Ilo Ilo was the first Singaporean film to win the prestigious Camera d'Or award at this summer's Cannes Film Festival, in France. Last weekend, it was named Best Film, and Chen won Best Screenplay and Best New Director honours at Taiwan's Golden Horse Awards.
"The film has won so many awards; it's a really big surprise," Chen says. "I was not expecting all this when I was making the film."
He is also delighted that, after 16 years, the film helped him to re-establish contact with Teresa, his family's real-life Filipino domestic helper. She worked for his family when he was a child - and served as the inspiration for his film.

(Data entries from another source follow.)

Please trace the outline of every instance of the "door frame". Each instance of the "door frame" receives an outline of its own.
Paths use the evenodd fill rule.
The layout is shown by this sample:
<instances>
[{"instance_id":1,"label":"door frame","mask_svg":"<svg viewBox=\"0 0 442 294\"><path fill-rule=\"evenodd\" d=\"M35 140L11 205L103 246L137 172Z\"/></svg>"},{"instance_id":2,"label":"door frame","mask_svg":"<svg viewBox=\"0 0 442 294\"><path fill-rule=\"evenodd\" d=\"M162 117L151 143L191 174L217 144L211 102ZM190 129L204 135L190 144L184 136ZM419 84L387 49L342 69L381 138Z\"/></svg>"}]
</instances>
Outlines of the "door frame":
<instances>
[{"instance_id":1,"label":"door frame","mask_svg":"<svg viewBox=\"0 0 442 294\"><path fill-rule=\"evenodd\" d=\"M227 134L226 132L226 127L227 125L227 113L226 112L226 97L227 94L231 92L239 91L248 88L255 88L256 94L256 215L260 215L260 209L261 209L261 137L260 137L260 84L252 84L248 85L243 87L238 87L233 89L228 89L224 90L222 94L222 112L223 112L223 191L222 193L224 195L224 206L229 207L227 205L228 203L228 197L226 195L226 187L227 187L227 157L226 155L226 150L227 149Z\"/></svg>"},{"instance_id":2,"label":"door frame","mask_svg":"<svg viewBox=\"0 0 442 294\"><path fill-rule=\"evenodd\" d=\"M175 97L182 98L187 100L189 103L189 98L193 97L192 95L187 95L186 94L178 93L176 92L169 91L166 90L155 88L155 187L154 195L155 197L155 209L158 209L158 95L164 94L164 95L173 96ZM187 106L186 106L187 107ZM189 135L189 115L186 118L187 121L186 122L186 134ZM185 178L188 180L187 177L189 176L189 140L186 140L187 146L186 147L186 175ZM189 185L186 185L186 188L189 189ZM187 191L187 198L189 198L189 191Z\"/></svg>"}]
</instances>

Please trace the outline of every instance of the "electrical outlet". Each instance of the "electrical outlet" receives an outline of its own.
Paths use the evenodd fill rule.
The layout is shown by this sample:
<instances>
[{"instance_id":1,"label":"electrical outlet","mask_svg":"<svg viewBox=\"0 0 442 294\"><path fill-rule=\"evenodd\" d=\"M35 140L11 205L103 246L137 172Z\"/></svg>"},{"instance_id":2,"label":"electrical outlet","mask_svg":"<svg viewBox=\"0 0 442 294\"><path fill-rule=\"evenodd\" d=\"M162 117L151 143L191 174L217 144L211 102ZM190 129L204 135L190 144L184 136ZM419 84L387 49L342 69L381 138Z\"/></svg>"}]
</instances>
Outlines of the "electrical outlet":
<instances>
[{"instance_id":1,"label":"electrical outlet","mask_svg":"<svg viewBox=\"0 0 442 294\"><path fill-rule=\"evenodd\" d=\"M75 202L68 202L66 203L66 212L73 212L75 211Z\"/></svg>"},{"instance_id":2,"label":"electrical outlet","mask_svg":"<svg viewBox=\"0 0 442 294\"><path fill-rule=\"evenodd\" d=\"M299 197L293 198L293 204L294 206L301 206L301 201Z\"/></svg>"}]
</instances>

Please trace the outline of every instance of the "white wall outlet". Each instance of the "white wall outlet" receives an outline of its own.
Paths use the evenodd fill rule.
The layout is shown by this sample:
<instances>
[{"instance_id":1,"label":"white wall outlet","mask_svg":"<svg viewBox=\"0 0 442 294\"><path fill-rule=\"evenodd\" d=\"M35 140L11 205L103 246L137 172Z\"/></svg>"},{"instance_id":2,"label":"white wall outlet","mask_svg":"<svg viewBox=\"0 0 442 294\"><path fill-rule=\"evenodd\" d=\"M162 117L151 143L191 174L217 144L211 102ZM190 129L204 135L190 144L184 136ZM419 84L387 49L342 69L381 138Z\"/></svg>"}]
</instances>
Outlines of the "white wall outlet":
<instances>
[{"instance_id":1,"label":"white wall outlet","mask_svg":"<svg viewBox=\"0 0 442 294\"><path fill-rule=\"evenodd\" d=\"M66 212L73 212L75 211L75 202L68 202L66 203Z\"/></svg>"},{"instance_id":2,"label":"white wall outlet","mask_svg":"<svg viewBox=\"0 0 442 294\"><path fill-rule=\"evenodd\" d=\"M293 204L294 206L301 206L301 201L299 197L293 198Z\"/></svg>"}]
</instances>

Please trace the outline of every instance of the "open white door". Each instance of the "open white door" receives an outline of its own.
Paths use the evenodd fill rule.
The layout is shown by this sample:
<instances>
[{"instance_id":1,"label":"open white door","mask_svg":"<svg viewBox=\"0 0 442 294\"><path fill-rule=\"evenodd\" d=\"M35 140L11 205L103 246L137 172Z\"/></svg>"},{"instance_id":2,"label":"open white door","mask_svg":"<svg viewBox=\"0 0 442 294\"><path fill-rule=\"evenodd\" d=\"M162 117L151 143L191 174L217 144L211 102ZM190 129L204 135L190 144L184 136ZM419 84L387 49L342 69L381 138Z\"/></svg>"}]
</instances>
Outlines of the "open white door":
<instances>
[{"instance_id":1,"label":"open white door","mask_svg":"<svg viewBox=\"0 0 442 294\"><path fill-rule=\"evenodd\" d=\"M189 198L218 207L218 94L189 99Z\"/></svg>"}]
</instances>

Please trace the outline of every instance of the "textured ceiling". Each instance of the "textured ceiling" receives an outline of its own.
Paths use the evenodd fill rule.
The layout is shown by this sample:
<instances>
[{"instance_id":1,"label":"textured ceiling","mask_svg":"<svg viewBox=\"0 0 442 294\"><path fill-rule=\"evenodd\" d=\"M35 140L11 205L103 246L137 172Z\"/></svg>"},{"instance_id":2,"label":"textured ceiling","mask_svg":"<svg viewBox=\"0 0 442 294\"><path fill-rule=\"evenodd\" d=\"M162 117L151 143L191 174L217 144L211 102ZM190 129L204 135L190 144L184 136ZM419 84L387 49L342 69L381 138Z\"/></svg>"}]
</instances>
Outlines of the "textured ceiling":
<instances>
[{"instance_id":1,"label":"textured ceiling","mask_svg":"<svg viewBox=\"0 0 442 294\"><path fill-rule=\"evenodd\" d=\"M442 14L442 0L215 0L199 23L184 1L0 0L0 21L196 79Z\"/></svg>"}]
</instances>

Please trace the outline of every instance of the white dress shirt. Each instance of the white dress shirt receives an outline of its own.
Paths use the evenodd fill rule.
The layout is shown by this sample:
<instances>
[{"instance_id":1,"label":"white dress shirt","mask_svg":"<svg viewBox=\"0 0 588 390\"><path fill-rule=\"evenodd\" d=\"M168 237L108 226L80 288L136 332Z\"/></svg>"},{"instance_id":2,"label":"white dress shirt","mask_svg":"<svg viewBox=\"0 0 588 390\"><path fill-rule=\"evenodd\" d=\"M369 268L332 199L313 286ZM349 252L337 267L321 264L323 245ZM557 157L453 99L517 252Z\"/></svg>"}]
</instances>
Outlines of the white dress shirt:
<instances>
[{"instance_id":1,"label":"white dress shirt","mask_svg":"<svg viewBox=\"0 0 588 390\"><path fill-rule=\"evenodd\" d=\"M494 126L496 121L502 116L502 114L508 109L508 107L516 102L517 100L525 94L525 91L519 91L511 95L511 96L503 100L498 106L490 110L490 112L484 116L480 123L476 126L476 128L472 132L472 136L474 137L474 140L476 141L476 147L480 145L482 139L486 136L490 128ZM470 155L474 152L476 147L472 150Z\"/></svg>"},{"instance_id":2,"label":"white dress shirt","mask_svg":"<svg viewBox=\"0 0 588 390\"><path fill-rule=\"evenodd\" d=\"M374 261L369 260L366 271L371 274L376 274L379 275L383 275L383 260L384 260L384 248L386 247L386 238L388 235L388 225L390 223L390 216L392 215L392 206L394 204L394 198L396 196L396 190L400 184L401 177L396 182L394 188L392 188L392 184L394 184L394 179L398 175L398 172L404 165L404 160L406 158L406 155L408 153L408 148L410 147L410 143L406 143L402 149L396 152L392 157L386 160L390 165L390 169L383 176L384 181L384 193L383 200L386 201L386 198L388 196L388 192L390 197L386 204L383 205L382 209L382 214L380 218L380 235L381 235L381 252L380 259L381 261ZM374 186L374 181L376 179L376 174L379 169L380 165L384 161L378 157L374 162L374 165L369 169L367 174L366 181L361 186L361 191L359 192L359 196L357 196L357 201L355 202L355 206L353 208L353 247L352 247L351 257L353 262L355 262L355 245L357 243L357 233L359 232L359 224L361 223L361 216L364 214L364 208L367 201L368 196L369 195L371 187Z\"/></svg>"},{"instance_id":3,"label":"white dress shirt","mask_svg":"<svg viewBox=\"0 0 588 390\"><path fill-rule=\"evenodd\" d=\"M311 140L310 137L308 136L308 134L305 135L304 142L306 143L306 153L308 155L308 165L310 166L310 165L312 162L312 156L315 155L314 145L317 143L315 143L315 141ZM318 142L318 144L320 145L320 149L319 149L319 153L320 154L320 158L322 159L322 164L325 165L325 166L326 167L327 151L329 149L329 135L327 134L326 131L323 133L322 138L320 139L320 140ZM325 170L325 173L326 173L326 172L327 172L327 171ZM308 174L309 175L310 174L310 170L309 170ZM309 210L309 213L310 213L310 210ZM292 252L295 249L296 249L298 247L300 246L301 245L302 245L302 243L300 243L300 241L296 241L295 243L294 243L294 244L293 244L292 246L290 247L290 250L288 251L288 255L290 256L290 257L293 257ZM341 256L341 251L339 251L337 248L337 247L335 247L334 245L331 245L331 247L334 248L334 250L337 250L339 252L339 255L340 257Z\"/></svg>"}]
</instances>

"My family hired a maid before I was 12," Chen says. "Like the real Teresa, in my film she is called Teresa and comes from the same province of Iloilo, in the Philippines. She spent eight years working for us.
"The experience inspired me to write this story for my film. But what happens in the story isn't really autobiographical. We added dramatic parts to make the film work better."
Ilo Ilo focuses on the growing friendship between Teresa and the - initially - badly behaved 10-year-old boy, Jiale, after she is hired to take care of him by his stressed parents.
"The key difference between my childhood and the film is that I wasn't naughty like Jiale," Chen says. "I was well-behaved - a good example of my country's education system, which focuses a lot on discipline."
Chen was 15 when he became determined to work in the film industry. At 17, he enrolled at Singapore's Ngee Ann Polytechnic's School of Film and Media Studies. Later he moved to London, where he met his wife, to take a postgraduate course at Britain's National Film and Television School.
Chen with Ilo Ilo's cast members at the Golden Horse Awards Photo: Xinhua
For his feature debut, following work on short films, he interviewed other domestic workers to provide different perspectives to his story, rather than focusing only on memories from his childhood.
"The character of Teresa in my film has real hopes and fears," he says. "I tried to make her well rounded and realistic - someone with flaws, too."
"This is possibly one of the first times in a film, or on TV, that a domestic worker has a 'real' voice."
The film attracted lots of interest in the Philippines. Local media were keen to trace the real-life Teresa.
"I thought it would be too difficult," Chen says. "All I knew was her first name was Teresa and she came from Iloilo; I didn't know her last name.
"The media contacted me, and I gave them old photographs of me with 'Auntie' Teresa. They searched using television, radio and newspapers."
After only two weeks, Teresa was found - still living in Iloilo - in a hut with no television or telephone. "It's amazing to find her in such a huge country of about 90 million people."
Chen visited Teresa at her home. "It was very unreal and emotional to meet her again," he says. "She looked quite different from how she looked in the photos from 16 years ago.
"The film has proved to be a really interesting journey."
Chen, who brought Teresa to Singapore to attend the film premiere of Ilo Ilo, said Iloilo was among the many areas affected by Typhoon Haiyan. The storm, which struck the country earlier this month, killed more than 5,500 people.
"Her home area was hit by the typhoon," Chen says.
"I contacted a friend in the Philippines as Teresa has no phone. But luckily, he found her and she was safe and well."